Corporate Governance Rockets to Top of Shareholder Concerns
Elon Musk’s SpaceX pulled off a record-setting IPO on June 11, but the debut had at least one pre-launch hiccup. The day before SpaceX went public, index provider MSCI assigned the much-discussed rocket maker a CCC rating—the lowest grade on its seven-tier sustainability scale and the same one it gives Russia. One analyst at Edhec’s Climate Institute called it “very close to a governance horror story for public-market investors.”
Many concerns about SpaceX center on shareholder power, or the lack of it. For stockholders, SpaceX does not offer “one share, one vote,” the longstanding principle that ties voting weight to ownership stake. (In fairness, that’s part of a broader trend: the share of IPOs with unequal voting rights climbed to 20% last year, up from 9% two decades ago.) A second set of issues are the severe restrictions that SpaceX’s bylaws place on shareholder litigation. They mandate individual private arbitration and prohibit class actions, among other things. Bloomberg’s Matt Levine put it bluntly, noting that Musk has total control and effectively can’t be sued or second-guessed by shareholders.
While SpaceX has drawn attention to certain governance issues, the perceived governance issues extend well beyond SpaceX. Indeed, governance has become the dominant category of shareholder proposals, especially with DEI fights on the wane.
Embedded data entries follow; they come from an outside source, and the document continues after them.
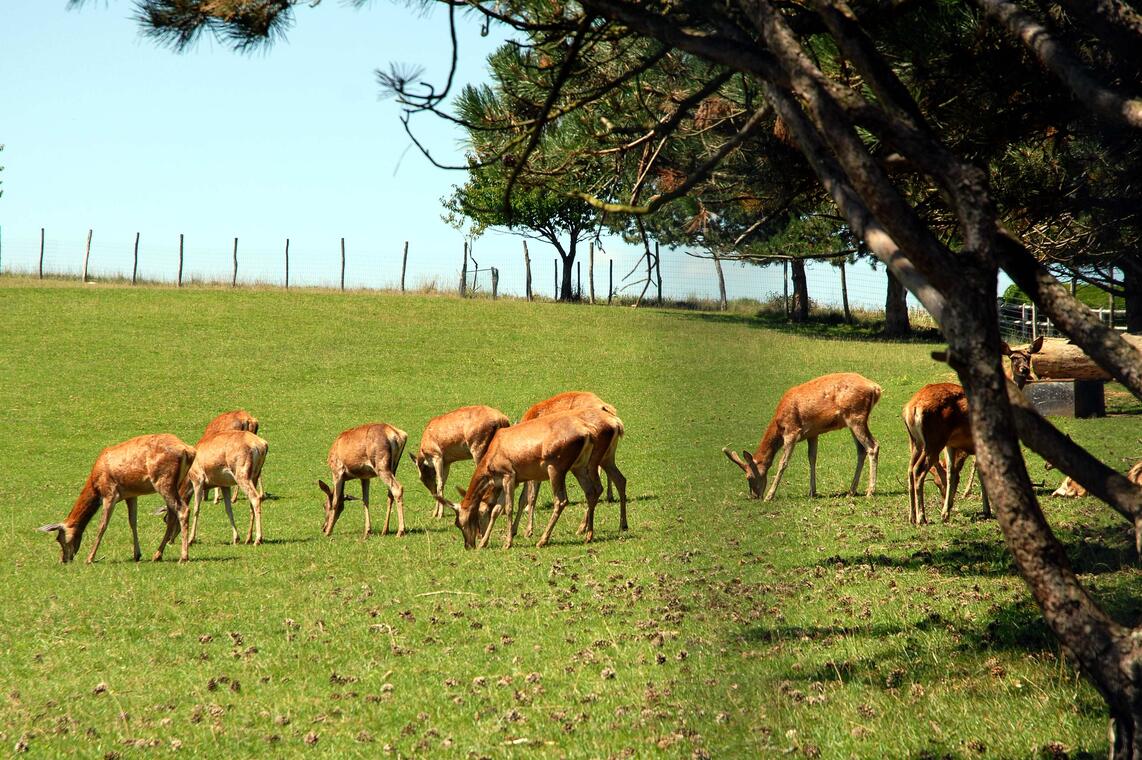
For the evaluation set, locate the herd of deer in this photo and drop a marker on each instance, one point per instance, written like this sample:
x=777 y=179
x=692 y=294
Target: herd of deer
x=573 y=432
x=935 y=418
Fenwick & West attorneys have clocked a phenomenon they describe as “DEI fatigue,” marked by a broad decline in support for both pro- and anti-DEI measures. Attention has shifted to AI governance, data privacy, political spending, and, above all, the mechanics of who gets a vote. Governance-related proposals made up 51% of all submissions through mid-May, and governance was the only proposal category to grow this year.
Voting figures tell a more nuanced story. Even as volume rose, average backing for governance proposals dropped to roughly 29% at S&P 500 companies, down from nearly 40% in 2025, and the number clearing a majority fell sharply. Independent chair proposals were the single most common governance ask, yet all of them failed this year. Dual-class structures received increased scrutiny, with eight proposals seeking to break out voting results by share class—a direct response to super voting arrangements of the kind SpaceX has.
And the proposals that do pass are worth noting. At Snowflake, shareholders approved a proposal asking the company to require a majority vote for director elections. Their proposal quoted BlackRock in arguing that majority voting “ensur[es] that directors who are not broadly supported by shareholders are not elected to serve as their representatives.” At Five Below, meanwhile, investors backed a simple-majority voting standard, targeting supermajority provisions that ISS calls “materially adverse to shareholder rights.” Similar measures found success elsewhere: Nvidia holders approved a proposal to eliminate a supermajority requirement, and HubSpot shareholders won the right to call special meetings.
The broader implication is that governance mechanics including voting rights, board accountability and shareholder remedies are becoming a more prominent area of investor engagement. For companies with atypical governance structures such as concentrated control or heightened voting thresholds, this proxy season suggests that investors are placing renewed emphasis on governance fundamentals and should expect continued scrutiny—even if proposals do not receive majority support.
The message for boards is hard to miss: basic concerns about corporate governance are back at the top of the agenda, even if one notable exception has rocketed past them.